President López Obrador and the chief justice of the Supreme Court (SCJN) are at loggerheads over the court’s ruling against the use of preventative custody for people accused of certain crimes.
The SCJN handed down a decision Monday that eliminates preventative detention for suspects in cases of smuggling, the sale of fake invoices and tax fraud.
López Obrador railed against the ruling on Tuesday, saying that it supports corruption and will stop “fifís,” or elites, from going to prison.
“These decisions don’t help the judicial power. Why don’t they act like that when delivering justice for common people? This is about white-collar criminals,” he told reporters at his regular news conference.
López Obrador said people who have committed “large tax frauds” and have become “immensely rich” will avoid preventative prison because the Supreme Court ruled that holding them in custody before trial “affects their human rights.”
“… I don’t agree [with the ruling]. I believe that it continues protecting minorities and punishes only those who don’t … have the money to buy their innocence. I think that [the court] didn’t act properly,” he said.
Chief Justice Arturo Zaldívar, considered a close ally of the president, took to Twitter later on Tuesday to defend the court’s decision.
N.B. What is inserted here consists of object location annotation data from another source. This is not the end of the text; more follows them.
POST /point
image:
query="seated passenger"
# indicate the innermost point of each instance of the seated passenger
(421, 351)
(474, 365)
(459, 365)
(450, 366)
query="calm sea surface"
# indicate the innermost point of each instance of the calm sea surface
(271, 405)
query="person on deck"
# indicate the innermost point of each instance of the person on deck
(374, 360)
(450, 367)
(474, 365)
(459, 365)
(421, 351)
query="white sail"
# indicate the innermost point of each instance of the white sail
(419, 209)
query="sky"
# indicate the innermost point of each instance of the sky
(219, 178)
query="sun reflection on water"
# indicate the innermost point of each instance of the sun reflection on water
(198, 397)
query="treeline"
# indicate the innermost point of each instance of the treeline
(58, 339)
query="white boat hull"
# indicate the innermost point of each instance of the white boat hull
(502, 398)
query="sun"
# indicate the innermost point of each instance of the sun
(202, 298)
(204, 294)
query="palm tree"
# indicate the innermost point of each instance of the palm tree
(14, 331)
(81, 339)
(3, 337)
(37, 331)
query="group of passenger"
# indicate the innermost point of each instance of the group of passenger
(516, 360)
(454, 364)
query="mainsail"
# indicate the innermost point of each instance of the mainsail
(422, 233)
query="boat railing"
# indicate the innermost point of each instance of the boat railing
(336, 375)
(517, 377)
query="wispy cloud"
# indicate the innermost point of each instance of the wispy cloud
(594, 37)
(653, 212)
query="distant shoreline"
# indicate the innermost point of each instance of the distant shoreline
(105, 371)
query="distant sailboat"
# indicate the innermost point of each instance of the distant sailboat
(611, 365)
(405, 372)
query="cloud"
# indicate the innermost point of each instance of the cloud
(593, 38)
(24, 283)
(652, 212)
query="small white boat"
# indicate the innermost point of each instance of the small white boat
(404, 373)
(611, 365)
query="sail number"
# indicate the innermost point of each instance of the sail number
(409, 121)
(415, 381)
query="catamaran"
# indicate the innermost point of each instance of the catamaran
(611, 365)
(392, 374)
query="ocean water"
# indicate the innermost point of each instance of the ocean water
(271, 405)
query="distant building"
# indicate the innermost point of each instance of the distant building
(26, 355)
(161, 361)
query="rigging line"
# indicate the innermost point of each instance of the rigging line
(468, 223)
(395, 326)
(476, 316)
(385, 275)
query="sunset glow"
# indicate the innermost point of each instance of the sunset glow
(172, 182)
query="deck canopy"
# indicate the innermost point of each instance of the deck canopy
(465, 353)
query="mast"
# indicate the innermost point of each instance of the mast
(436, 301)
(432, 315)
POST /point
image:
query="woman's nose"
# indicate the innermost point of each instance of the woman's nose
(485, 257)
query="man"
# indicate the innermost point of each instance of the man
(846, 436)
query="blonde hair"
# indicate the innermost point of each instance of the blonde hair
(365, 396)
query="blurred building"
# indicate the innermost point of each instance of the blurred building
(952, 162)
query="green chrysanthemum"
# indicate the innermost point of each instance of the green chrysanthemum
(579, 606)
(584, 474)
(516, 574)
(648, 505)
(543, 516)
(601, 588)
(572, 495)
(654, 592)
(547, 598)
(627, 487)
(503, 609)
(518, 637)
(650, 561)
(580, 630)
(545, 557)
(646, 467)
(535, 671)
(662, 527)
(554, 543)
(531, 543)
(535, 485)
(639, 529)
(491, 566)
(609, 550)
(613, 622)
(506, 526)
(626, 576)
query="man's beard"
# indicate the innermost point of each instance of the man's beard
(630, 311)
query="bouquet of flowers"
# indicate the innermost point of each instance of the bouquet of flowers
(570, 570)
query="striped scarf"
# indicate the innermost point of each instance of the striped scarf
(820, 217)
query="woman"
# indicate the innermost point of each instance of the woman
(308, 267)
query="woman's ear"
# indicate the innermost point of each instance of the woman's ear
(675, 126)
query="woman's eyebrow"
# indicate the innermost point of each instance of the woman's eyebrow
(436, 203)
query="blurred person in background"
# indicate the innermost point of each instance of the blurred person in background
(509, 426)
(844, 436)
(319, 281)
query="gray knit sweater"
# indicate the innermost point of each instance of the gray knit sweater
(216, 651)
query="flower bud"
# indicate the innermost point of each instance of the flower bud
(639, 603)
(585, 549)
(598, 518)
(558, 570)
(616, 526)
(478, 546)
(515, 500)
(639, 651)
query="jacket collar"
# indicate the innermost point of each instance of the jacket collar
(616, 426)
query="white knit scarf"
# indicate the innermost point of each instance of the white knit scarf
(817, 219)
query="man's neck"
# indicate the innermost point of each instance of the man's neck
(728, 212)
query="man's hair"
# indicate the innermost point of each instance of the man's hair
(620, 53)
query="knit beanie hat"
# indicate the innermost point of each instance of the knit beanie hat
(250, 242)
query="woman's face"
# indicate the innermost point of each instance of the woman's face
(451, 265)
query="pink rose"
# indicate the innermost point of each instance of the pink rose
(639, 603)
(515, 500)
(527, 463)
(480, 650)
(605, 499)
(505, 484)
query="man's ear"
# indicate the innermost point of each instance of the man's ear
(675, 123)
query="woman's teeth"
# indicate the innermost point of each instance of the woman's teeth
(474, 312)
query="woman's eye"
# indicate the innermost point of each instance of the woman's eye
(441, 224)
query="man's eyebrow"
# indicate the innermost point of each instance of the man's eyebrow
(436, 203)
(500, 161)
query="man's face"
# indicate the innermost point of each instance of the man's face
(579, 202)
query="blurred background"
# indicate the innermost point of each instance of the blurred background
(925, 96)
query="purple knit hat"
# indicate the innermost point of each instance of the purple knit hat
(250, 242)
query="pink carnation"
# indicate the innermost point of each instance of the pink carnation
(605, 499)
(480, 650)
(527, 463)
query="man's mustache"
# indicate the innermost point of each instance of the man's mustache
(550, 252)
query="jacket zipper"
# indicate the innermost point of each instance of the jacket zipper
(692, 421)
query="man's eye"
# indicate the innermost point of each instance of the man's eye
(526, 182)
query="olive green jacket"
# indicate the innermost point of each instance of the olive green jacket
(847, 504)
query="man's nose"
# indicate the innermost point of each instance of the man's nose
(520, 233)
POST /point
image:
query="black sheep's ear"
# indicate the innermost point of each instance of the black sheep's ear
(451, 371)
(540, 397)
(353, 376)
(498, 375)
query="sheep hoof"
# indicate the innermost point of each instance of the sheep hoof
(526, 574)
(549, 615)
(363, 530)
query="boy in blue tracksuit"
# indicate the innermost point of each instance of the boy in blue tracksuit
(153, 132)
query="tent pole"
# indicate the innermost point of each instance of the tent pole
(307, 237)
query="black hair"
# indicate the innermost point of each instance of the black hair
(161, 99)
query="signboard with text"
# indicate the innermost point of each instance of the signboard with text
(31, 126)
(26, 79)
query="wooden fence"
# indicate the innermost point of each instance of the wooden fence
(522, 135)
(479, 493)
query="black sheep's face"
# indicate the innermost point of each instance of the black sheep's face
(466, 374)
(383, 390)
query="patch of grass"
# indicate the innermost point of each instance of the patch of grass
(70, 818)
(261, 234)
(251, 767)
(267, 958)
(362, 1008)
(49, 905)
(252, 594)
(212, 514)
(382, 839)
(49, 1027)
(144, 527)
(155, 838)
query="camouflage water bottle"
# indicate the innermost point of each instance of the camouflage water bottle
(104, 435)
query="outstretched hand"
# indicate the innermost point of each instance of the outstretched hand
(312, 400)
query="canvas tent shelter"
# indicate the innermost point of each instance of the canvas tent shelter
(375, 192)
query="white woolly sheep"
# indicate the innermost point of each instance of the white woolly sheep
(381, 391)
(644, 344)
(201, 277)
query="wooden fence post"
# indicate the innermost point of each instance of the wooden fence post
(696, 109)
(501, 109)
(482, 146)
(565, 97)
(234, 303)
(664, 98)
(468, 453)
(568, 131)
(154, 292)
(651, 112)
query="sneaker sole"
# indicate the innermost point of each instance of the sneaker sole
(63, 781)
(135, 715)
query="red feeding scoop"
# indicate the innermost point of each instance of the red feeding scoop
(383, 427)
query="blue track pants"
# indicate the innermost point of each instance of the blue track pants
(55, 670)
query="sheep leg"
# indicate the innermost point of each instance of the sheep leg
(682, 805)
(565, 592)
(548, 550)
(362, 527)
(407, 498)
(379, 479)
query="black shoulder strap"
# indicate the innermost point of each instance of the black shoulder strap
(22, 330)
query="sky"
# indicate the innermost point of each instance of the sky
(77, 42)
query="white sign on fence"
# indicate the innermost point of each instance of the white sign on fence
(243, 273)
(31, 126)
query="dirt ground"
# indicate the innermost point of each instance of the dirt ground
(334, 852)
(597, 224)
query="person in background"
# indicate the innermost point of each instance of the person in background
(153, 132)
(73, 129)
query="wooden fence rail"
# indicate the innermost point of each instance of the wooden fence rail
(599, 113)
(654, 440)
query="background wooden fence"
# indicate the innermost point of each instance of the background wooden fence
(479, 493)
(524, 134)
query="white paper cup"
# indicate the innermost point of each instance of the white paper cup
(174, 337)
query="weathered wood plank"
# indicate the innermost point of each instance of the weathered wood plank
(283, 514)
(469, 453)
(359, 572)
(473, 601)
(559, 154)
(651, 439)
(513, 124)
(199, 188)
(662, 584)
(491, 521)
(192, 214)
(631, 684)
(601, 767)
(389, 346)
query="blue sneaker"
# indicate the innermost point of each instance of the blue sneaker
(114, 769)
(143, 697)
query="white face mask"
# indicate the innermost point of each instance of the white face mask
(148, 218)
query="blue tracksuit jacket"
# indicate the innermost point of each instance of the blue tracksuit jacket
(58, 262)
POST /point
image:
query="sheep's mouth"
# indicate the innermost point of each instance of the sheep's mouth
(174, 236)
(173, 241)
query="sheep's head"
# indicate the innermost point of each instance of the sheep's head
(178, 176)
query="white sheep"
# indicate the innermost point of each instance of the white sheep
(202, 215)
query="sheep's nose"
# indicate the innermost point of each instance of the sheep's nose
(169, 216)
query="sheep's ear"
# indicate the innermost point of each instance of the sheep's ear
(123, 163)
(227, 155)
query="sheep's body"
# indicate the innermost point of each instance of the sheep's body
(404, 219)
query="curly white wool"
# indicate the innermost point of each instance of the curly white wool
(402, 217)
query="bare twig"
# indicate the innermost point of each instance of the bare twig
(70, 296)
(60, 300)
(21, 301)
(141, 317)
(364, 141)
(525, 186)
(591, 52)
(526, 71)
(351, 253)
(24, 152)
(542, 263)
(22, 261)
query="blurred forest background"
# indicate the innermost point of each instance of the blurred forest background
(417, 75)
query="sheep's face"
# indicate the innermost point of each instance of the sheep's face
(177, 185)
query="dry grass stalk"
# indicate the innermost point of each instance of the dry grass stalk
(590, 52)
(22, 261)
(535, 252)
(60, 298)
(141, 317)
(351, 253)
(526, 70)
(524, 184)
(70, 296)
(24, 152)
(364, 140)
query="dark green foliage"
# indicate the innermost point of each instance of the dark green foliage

“The majority of people subjected to preventative prison are people of limited resources,” he wrote. “It’s a sentence without a sentence that as a general rule punishes poverty. We must advance toward a system that establishes preventative prison as an exception” rather than the rule, Zaldívar said.
The chief justice also defended the court’s decision in a video message posted to his TikTok account.
“In the majority of democracies, people are free [while waiting for trial], except in exceptional cases,” Zaldívar said.
“… For a long time in Mexico, we’ve abused preventative prison,” he said, adding that its use frequently delays criminal investigations.
“This has especially affected thousands of poor people who don’t have the possibility of having a high-quality lawyer. That’s why preventative prison, that which is enforced automatically without assessing the circumstances of the case, is contrary to the American Convention on Human Rights,” Zaldívar said.
Mexico has been subject to the convention, a document created by the Organization of American States, since it ratified it in 1981.
The chief justice said the court’s ruling doesn’t mean that dangerous criminals or people who have defrauded the country in a significant way will automatically be granted bail.
The ruling came in response to a challenge filed by opposition senators and the National Human Rights Commission against a 2019 government decree that classified tax offenses as crimes that warrant preventative prison.
A majority of justices took the view that the legislative branch of government went beyond its purview by stipulating the use of preventative custody for crimes that are not mentioned in Article 19 of the constitution.
Zaldívar said in court that preventative detention is “openly unconventional because it’s a sentence in advance — prison when a person’s culpability is not yet proven.”
“Preventative prison completely dispels the principle of presumption of innocence,” he said.
“… The concept of serious crimes against the security of the nation, as set out in Article 19 of the constitution, cannot become a ‘catch-all taxon’ that accommodates the priorities of the politicians of the day.”